As a story of a fish out of a water in an eccentric place, The Change is familiar but funny, thanks to a stellar cast – led by the impeccable, impatient Christie – and some wonderfully silly and bizarre encounters. But Bridget Christie’s writing goes further than that to create a celebration of women, and particularly older women – throughout, Linda is putting up with the menopause, and giving us – and everyone else – a refreshingly candid commentary on her experience.
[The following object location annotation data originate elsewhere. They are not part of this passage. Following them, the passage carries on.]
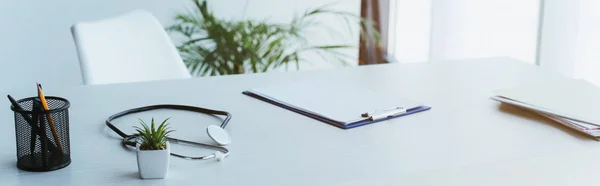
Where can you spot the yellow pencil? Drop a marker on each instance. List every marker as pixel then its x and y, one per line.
pixel 50 120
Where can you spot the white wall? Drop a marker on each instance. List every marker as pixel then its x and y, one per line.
pixel 36 43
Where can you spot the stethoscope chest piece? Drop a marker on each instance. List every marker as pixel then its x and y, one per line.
pixel 218 134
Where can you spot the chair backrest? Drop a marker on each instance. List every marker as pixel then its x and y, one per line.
pixel 128 48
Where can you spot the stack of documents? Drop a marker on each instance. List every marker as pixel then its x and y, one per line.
pixel 339 103
pixel 573 103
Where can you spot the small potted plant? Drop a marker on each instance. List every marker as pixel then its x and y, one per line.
pixel 153 150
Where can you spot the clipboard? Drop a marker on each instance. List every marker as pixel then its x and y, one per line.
pixel 371 112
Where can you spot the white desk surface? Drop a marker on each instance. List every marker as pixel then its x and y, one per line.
pixel 465 139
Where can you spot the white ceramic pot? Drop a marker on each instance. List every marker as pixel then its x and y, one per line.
pixel 153 164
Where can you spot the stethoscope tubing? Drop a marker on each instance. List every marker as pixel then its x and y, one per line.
pixel 130 140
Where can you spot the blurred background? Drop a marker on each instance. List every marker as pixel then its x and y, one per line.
pixel 561 36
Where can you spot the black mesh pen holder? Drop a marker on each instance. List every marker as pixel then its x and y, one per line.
pixel 42 135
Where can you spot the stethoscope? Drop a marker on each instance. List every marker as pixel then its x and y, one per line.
pixel 216 133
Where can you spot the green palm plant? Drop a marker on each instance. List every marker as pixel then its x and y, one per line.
pixel 152 138
pixel 216 46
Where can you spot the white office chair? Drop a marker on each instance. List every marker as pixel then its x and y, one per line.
pixel 128 48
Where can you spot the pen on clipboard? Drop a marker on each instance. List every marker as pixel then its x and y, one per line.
pixel 384 113
pixel 49 118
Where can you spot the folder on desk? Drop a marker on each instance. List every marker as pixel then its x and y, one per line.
pixel 572 103
pixel 341 104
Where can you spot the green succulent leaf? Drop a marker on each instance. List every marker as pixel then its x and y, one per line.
pixel 152 137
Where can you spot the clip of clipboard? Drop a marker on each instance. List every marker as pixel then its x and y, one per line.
pixel 364 119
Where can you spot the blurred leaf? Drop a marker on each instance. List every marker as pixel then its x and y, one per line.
pixel 217 46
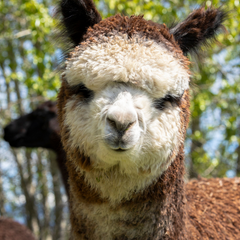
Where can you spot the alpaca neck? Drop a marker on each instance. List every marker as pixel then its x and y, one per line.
pixel 158 212
pixel 61 160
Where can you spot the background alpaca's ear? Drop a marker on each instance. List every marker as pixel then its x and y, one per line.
pixel 199 27
pixel 77 17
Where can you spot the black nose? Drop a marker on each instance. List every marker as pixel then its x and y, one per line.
pixel 121 127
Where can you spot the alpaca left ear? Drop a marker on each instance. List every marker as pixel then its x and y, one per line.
pixel 77 17
pixel 198 28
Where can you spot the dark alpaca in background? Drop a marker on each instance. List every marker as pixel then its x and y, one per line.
pixel 39 128
pixel 124 108
pixel 11 230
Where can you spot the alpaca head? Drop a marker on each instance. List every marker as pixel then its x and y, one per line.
pixel 36 129
pixel 124 100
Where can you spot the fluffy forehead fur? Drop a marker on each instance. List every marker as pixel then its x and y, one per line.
pixel 136 60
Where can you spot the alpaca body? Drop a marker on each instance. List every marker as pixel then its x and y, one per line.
pixel 124 110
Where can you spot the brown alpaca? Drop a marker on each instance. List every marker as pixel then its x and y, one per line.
pixel 40 128
pixel 124 110
pixel 11 230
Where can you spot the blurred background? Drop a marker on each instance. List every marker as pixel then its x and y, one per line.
pixel 31 190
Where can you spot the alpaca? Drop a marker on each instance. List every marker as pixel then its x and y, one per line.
pixel 40 128
pixel 123 112
pixel 11 230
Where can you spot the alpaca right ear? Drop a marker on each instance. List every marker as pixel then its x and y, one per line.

Society and the media have long been terrible at acknowledging the menopause or woman over a certain age – Davina McCall’s recent documentary was a welcome rebuttal of that trend – and The Change finds humour amid the honesty and frustrations of Linda’s hot flushes.
Christie also scathingly shines a spotlight on the gendered nature of domestic workloads, with Linda literally writing down how much time she’s spent (3.5 million minutes, to be exact) doing household chores. (“You have to dust lamps?” exclaims Djalili’s amusingly incompetent spouse, who quietly undergoes a journey of education.) Meanwhile, her older sister (the hilarious Liza Tarbuck) shouts at her down the phone to stop whining and just get on with being a woman.
Leaving no excuse for anyone to be ignorant of that imbalance any more, The Change balances such acerbically sharp observations with a sentimental streak: Linda’s reason to go to the Forest of Dean is to unearth a time capsule she left there as a 10-year-old girl.
The result builds to a surprisingly moving conclusion involving eels, a folk festival, Wicker Man-like rituals and a sense of inter-generational acceptance and learning. “May all your transitions be joyful!” she repeats multiple times, wearing an outfit that would leave her sister speechless. We all go through change in life, Christie’s heartfelt comedy reminds us. Things are sometimes a little too neat, as Linda drops wisdom bombs on everyone she meets, but there’s something charming about a sitcom that simply lets a female protagonist win the argument for once. That’s a welcome change, indeed.